32 123 XVI Vaststelling van de begrotingsstaten van het Ministerie van Volksgezondheid, Welzijn en Sport (XVI) voor het jaar 2010

Nr. 131 VERSLAG VAN EEN SCHRIFTELIJK OVERLEG

Vastgesteld 22 april 2010

In de vaste commissie voor Volksgezondheid, Welzijn en Sport1 bestond bij enkele fracties behoefte een aantal vragen ter beantwoording voor te leggen aan de minister van Volksgezondheid, Welzijn en Sport over de brief van 29 januari 2010 inzake t.g.v. het ontwerpbesluit inzake drempel- en toetsingsinkomen t.b.v. het berekenen van de zorgtoeslag (Kamerstuk 32 123 XVI nr. 116).

De op 5 maart 2010 toegezonden vragen zijn met de door de minister bij brief van 21 april 2010 toegezonden antwoorden hieronder afgedrukt.

De voorzitter

Smeets

De griffier

Teunissen

Inbreng CDA-fractie

De leden van de CDA-fractie vragen waarom gekozen is voor een tweeledig voorstel waarbij zowel de drempelpercentages als de afbouwpercentages worden aangepast.

Het kabinet heeft ervoor gekozen zowel het drempelpercentage als het afbouwpercentage beperkt aan te passen, omdat daarmee huishoudens met lage inkomens relatief worden ontzien, maar ook de marginale druk niet te veel oploopt.
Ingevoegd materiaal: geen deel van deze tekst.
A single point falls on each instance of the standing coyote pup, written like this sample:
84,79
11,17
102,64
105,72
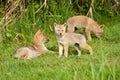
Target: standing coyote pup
36,49
89,24
67,38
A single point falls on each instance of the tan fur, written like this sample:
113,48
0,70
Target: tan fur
68,38
36,49
84,22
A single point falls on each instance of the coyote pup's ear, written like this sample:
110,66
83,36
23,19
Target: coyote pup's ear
55,24
65,24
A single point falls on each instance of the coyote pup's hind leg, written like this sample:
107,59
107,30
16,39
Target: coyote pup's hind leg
77,47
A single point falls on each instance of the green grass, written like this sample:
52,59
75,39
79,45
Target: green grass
103,65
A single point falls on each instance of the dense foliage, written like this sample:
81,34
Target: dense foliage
20,19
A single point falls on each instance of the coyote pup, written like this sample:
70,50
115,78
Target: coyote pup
36,49
85,22
67,38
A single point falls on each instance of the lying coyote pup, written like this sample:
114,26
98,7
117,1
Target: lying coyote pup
88,24
66,39
36,49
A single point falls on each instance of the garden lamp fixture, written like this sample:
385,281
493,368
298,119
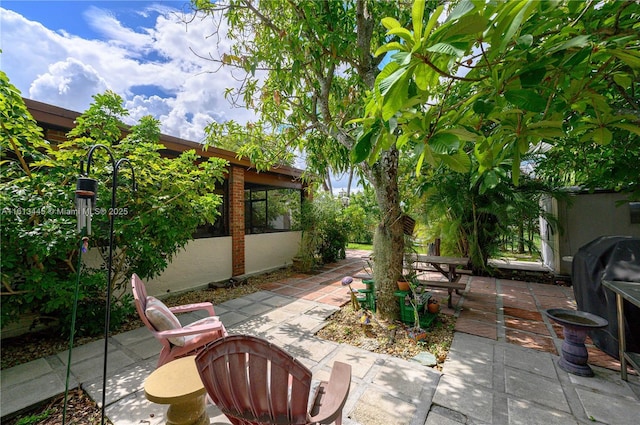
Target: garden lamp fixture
86,189
85,197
Indien alleen de drempelpercentages zouden worden aangepast, dan zouden lage inkomens onevenredig zwaar geraakt worden.

De leden van de CDA-fractie vragen ook hoeveel de maximale achteruitgang is voor een huishouden in enig jaar als gevolg van dit ontwerpbesluit. Ook vragen zij om een raming van de uitgaven voor de zorgtoeslag van 2006 tot 2040 voor en na dit besluit.

Het maken van een raming voor de periode tot en met 2040 is niet eenvoudig. Bij het bepalen van de effecten van de maatregel heeft het kabinet noodgedwongen moeten werken met aannames. Dat betekent dat zowel de ramingen van de inkomenseffecten als de raming van de uitgaven met veel grotere onzekerheden is omgeven dan een raming voor de middellange of korte termijn.
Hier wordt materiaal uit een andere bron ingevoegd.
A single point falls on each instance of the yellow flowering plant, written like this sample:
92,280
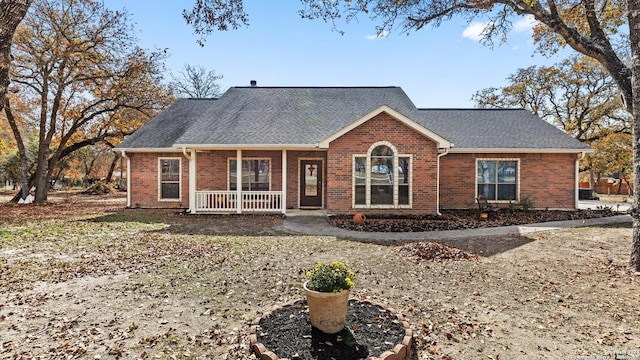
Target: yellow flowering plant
332,277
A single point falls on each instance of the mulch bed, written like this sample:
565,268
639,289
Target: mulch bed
371,331
461,219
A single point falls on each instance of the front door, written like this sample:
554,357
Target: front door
311,183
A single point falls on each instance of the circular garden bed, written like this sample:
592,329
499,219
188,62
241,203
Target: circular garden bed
372,332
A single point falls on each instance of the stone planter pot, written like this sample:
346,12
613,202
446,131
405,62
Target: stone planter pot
328,311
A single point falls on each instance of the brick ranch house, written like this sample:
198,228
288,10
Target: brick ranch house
344,150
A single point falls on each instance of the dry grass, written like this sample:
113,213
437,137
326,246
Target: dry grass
135,284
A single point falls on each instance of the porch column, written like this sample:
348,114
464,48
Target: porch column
283,199
192,181
239,181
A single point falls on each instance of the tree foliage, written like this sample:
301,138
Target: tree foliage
13,11
81,74
207,16
578,96
196,82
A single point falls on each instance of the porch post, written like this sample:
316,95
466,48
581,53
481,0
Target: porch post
239,181
192,181
283,199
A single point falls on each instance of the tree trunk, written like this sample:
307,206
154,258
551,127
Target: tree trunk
24,161
619,191
42,174
112,167
13,11
634,37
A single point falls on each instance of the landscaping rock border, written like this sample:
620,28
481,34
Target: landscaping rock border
399,351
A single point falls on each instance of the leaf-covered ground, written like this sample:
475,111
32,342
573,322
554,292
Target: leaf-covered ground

De inkomensachteruitgang als gevolg van deze maatregel is in 2011 naar verwachting € 3 voor huishoudens op minimumniveau en € 7 voor huishoudens met een modaal inkomen. Deze bedragen stijgen geleidelijk in de tijd. In 2040 zal een huishouden op minimumniveau er naar huidige verwachting € 9 (in prijzen 2011) op achteruitgaan door dit voorstel. Een huishouden met een anderhalf maal modaal inkomen krijgt nu geen zorgtoeslag, maar zou die wel krijgen zonder deze maatregel. Door deze maatregel komt dit huishouden niet in aanmerking voor zorgtoeslag. Dit huishouden zou zonder deze maatregel van 2039 op 2040 circa € 65 (eveneens in prijzen 2011) meer zorgtoeslag ontvangen. Dat krijgt dit huishouden nu niet. Dit is 0,07% van het inkomen van dit huishouden in 2040. In de nota van toelichting is al gemeld dat de exacte inkomenseffecten afhankelijk zijn van de ontwikkeling van het (minimum)loon en de nominale premie. Het zal duidelijk zijn dat de hiervoor genoemde bedragen met meer onzekerheden zijn omgeven naar de mate het jaren betreft die in de verdere toekomst liggen. Die onzekerheid geldt ook voor de budgettaire opbrengsten.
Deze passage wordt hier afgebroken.